Developing a Supportive Care Service for Patients following Percutaneous Cardiac Intervention (PCI)
Sue Francombe, CHD Lead Nurse; Angela Knott, Cardiology Specialist Nurse, Aneurin Bevan Health Board
Coronary heart disease (CHD) is a leading cause of death in the United Kingdom, particularly in Wales, where the death rate is greater than in the majority of countries in Western Europe (Welsh Assembly Government, 2009). Percutaneous coronary intervention (PCI) is sometimes called angioplasty, stenting or percutaneous transluminal coronary angioplasty (PTCA) and describes a range of interventions used to treat people with blocked or narrowed coronary arteries (The Cardiologist, 2012).

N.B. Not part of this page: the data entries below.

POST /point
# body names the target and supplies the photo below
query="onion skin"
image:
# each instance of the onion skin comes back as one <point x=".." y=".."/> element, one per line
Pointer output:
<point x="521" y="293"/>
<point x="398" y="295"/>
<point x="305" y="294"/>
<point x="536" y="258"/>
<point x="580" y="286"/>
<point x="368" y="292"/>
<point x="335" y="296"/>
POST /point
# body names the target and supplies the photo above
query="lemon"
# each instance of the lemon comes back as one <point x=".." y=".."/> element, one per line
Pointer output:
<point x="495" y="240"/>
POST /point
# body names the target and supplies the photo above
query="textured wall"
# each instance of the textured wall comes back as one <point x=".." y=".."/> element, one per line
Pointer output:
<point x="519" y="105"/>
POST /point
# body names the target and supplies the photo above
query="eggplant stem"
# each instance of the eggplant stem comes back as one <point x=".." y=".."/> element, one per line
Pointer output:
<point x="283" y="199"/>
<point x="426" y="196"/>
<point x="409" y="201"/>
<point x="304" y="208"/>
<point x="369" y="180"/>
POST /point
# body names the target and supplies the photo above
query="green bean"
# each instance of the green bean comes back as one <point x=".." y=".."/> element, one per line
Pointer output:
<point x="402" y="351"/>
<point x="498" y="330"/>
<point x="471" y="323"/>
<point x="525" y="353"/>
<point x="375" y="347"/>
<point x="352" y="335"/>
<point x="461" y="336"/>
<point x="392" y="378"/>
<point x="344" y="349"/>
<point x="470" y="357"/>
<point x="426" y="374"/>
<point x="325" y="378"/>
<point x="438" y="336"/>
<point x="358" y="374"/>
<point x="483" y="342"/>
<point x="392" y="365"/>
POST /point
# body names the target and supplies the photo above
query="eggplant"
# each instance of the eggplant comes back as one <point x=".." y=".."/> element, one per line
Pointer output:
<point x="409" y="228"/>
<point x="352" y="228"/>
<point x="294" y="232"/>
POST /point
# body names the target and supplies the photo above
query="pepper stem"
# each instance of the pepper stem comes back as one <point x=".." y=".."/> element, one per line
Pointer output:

The aim of the project was to understand the patient experience of PCI and use this to develop a post PCI service that was responsive, timely and patient centred. The main method was patient focus groups, which allowed a flexible and direct means to ensure the patient’s experience was understood and shared. The stakeholder group, which consisted of all professionals involved in the PCI patient pathway, then used this information to direct their action plan and implement new and innovative ways of working, using very little financial resource, to enable the provision of a cardiac rehabilitation programme for this group of people. At the start of the project, 15% of patients were referred to cardiac rehabilitation following PCI and on completion of the project, 84% of patients were referred to cardiac rehabilitation. Added to this, the outcome from the second focus group, which was held at the end of the project, indicated that overall patients were more satisfied with the support and care they received following discharge.
This project was supported by the Foundation of Nursing Studies Patients First Programme in partnership with the Burdett Trust for Nursing.